Helena pareció esconder una sonrisa; empezó a preparar la cena, dejando que me las arreglara solo.

Bajé la voz con complicidad.

—Así que, ¿qué es lo que pasa, Mario?

—Mamá dice que Anacrites es su amigo. ¡Bah!

—¿Para qué quiere un amigo? Nos tiene a ti y a mí para cuidar de ella.

—Mamá dice que le gusta tener a alguien con quien hablar… un intruso, que no siempre cree que sabe lo que ella piensa y quiere.

Mario y yo estábamos sentados uno junto al otro en un banco, pensando en las mujeres y en las responsabilidades de sus maridos.

—Gracias por contarme todo esto, Mario. Veré qué puedo hacer.

Mario me miró de una manera que parecía indicarme que lo dejara en sus manos.

Yo provenía de una familia cuyos miembros creían que el mayor reto en la vida era ser los primeros en entrometerse en cualquier problema. Fui a ver a mi madre primero. Le expliqué la razón de mi visita, y me puse nervioso mientras lo hacía. Era sorprendente lo calmada que estaba ella.

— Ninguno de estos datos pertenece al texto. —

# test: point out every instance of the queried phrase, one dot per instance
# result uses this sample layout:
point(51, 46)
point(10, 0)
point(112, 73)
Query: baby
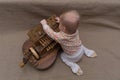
point(68, 38)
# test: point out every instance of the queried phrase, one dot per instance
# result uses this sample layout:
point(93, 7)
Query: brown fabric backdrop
point(99, 30)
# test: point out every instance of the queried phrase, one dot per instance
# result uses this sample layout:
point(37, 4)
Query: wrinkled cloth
point(70, 60)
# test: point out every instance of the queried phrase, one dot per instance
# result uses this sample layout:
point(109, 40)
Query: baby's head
point(69, 21)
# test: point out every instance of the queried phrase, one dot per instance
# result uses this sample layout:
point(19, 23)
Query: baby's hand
point(57, 19)
point(43, 22)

—¿Anacrites ha dado algún paso?

—¿Cómo quieres que lo sepa?

—Quizás esté aguardando el momento oportuno.

—¡Te estás regodeando con esto!

—Nunca haría algo parecido —dijo mi madre en tono remilgado.

Le lancé una mirada fulminante. Ella siguió pellizcando los extremos de unos pequeños paquetes de masa para unirlos entre sí. Todavía lo hacía con destreza. Yo pensaba en ella como en una mujer mayor, pero era probable que fuera más joven que mi padre, que se jactaba de tener sesenta años y ser capaz todavía de meter camareras en su cama. Claro que, las que a estas alturas accedían a ello, debían de ser las que ya empezaban a crujir un poco.

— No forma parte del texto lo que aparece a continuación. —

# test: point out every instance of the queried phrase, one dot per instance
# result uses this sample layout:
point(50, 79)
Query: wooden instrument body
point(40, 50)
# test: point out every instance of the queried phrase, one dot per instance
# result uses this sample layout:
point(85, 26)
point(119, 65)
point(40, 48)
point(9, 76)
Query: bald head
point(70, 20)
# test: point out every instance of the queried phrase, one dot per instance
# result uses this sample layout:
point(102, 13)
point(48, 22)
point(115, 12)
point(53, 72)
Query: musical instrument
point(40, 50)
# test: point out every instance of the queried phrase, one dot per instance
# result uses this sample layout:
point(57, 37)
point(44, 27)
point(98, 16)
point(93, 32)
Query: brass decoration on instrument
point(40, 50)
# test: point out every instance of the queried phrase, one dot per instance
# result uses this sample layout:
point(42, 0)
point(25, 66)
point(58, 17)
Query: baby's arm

Mi madre siempre había sido una mujer que podía dar porrazos a tres niños traviesos para volverlos a meter en vereda mientras removía una olla con tinte para las túnicas, hablaba del tiempo, se mordía una uña rota y chismorreaba con un trasfondo de emoción. Y sabía cómo hacer caso omiso de lo que no quería oír.

—Espero que no sea su cena lo que estás haciendo —refunfuñé—. Confío en que no reciba los entrantes y el segundo plato de mi hermana y luego vuelva aquí a que tú le des los postres.

—Tiene tan buenos modales —replicó mi madre, refiriéndose obviamente a Anacrites. Sabía que los míos no eran dignos de cumplido—. Siempre está agradecido por lo que haces por él.

Seguro que lo estaba.

Luego me obligué a visitar a Maya. Me aterraba hacerlo.

Él estaba allí. Tal como Mario había dicho. Estaban en el solarium de Maya, hablando. Oí sus voces quedas mientras me facilitaba la entrada con una palanqueta de recambio que tenía para las emergencias. Anacrites estaba sentado en una silla de mimbre con la cabeza inclinada hacia atrás, expuesta a los últimos rayos de sol de ese día. Maya estaba más relajada todavía, con sus piernas extendidas sobre unos cojines y sin sandalias.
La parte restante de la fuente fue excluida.